Other than the two songs I mentioned previously all of the other music is from the movie score by Newton-John Svengali John Farrar and ELO mastermind/least-famous Wilbury Jeff Lynn. For anyone who grew up in the late 70's and early 80's and had a working radio that means a great big sugary nostalgia rush from songs like "Magic", "Suddenly" and the theme song.

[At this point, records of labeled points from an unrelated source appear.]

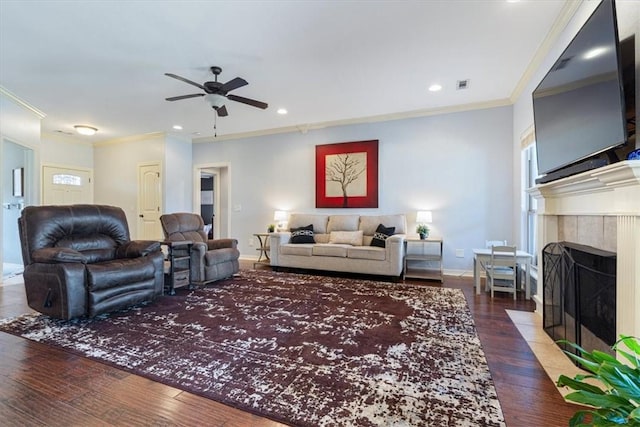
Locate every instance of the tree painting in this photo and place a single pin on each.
(345, 176)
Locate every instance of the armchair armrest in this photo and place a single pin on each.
(137, 248)
(57, 255)
(222, 244)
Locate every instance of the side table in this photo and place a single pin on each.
(418, 263)
(263, 248)
(179, 265)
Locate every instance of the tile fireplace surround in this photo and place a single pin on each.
(599, 208)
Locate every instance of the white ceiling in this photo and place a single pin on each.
(102, 63)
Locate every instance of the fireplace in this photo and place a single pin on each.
(605, 207)
(579, 295)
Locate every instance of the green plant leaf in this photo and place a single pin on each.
(563, 380)
(598, 400)
(633, 359)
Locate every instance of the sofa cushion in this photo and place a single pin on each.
(319, 222)
(346, 237)
(302, 234)
(300, 249)
(331, 249)
(366, 252)
(381, 235)
(343, 223)
(369, 223)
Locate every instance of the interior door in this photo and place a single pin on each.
(66, 186)
(149, 202)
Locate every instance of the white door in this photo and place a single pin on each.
(149, 201)
(66, 186)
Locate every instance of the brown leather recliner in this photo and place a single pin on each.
(80, 261)
(210, 259)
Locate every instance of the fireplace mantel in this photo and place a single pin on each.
(610, 191)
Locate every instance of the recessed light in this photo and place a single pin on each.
(85, 130)
(596, 51)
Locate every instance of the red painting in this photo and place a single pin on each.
(347, 175)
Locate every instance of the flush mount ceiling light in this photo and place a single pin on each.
(85, 130)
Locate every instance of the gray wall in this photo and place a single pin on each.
(457, 165)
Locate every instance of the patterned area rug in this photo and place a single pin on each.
(300, 349)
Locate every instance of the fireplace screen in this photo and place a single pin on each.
(579, 294)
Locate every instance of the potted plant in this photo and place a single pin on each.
(423, 231)
(618, 402)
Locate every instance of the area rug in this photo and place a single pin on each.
(300, 349)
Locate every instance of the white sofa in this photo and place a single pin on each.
(324, 254)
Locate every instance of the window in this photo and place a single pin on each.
(64, 179)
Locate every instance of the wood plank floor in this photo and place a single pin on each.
(42, 386)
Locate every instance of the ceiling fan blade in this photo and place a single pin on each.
(222, 111)
(248, 101)
(177, 98)
(233, 84)
(182, 79)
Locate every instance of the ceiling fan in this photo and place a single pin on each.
(216, 92)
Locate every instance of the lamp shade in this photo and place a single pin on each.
(424, 217)
(280, 216)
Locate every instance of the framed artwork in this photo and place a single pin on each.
(347, 175)
(18, 184)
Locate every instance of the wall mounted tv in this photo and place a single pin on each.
(579, 106)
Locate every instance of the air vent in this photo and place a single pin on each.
(462, 84)
(562, 64)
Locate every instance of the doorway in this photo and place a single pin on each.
(211, 197)
(16, 192)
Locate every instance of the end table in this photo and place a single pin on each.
(418, 264)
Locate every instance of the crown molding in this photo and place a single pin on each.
(132, 138)
(24, 104)
(566, 14)
(63, 137)
(304, 128)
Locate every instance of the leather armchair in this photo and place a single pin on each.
(211, 260)
(80, 261)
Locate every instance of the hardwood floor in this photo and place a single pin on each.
(40, 385)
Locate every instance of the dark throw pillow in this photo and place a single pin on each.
(381, 234)
(302, 234)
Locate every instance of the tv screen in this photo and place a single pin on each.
(579, 105)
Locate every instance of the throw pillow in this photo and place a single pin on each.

The plot you ask? A muse inspires a mortal to create the apogee of the arts in 1980 Venice California: a roller disco. They fall in love, which is forbidden. This is played for all the ridiculousness inherent in the premise. The only hitch is an ending that, at least in previews, doesn't quite deliver the showstopping umpph required. Some of this may be due to the intimacy of the Helen Hayes theatre, which doesn't allow for much trickery or ga ga sets. The stage is further constrained by the now in-vogue group of seats on the stage itself. While the lack of a giant unfolding Victorian house or an onstage downpour or all the other gimmickry foisted on theatre-goers over the last several years is refreshing Xanadu is by it's nature gimmicky and tacky. As much as I loved seeing the delicious Ms. Butler downstage and singing vampily as a stagehand rose from the audience with a room fan to make her blow around, a little extra spectacle could make the singing of Xanadu - the theme song to the musical of the film, just as cathartically hilarious as "Have You Never Been Mellow" is a few scenes back.